Wednesday, November 29, 2006

The judge has set a high bar for conviction in the AIPAC secrets case, telling prosecutors that they must show the two lobbyists charged under espionage laws knew that the U.S. would be hurt by disclosure of the material that they are accused of passing to reporters and Israeli officials.

The defendants, Steven Rosen and Keith Weissman, two lobbyists for the American-Israel Public Affairs Committee, are charged with conspiring with a Department of Defense intelligence analyst to leak U.S. secrets in an apparent effort to influence U.S. policy toward Iran.

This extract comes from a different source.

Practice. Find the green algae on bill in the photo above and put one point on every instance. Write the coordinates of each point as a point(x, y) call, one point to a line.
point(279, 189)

In a transcript of a recent pretrial hearing, made available Tuesday, the judge in the case makes it clear that prosecutors must prove intention, or what lawyers call “mens rea” — Latin for “a guilty mind” — for every element of the conspiracy.

“The Court imposed the requirement that the government prove that the defendant knew the information … would harm the United States,” Judge Thomas Ellis told the Nov. 16 hearing.

That matters, explains government transparency advocate Steven Aftergood of the Federation of American Scientists, because it “distinguishes the activities with which they are charged from the routine activities of reporters and advocates who may made trade in classified information,” but don’t do so with the intention of harming U.S. security.

In a statement announcing the indictment, prosecutors charged that since at least April 1999, Mr. Rosen and Mr. Weissman had “use• their contacts within the U.S. government … to gather sensitive U.S. government information, including classified information … for subsequent unlawful communication, delivery, and transmission to persons not entitled to receive it.”

The case has raised the hackles of civil liberties advocates who charge that overzealous prosecutors are abusing an overbroad statute designed to punish spies to criminalize the everyday behavior of reporters, lobbyists and researchers, all of whom occasionally trade in secrets — the stock in trade of Washington’s backroom policy process.

Jonathan Turley, professor of law at George Washington University, said the prosecution had “radically expanded the practical scope of national security law.” He said it had always been understood that government employees who leaked were in criminal jeopardy, but not the reporters — or in this case, lobbyists — to whom they were leaking. He said the case was an effort to “criminalize the act of simply receiving classified information.”

Judge Ellis fueled those fears when he told a hearing earlier this year that the law on its face applies to everyone: “academics, lawyers, journalists, professors, whatever.”

The Department of Justice routinely declines comment on ongoing cases, but prosecutors have said in court filings that they “recognize that a prosecution under the espionage laws of an actual member of the press … would raise legitimate and serious issues and would not be undertaken lightly.”

“The fact that there has never been such a prosecution speaks for itself,” they said.

But former counterintelligence officials who have followed the case make a distinction between reporters — who seek information in order to publish it to illuminate public debate — and the defendants — who are accused of using that information in a covert effort to influence U.S. foreign policy by passing it on to foreign officials.

“This was a counterespionage investigation,” said one retired veteran earlier this year, pointing out that it had been conducted by the counterintelligence unit at the FBI’s Washington Field Office. “They were looking for spies. Those guys don’t do leaks.”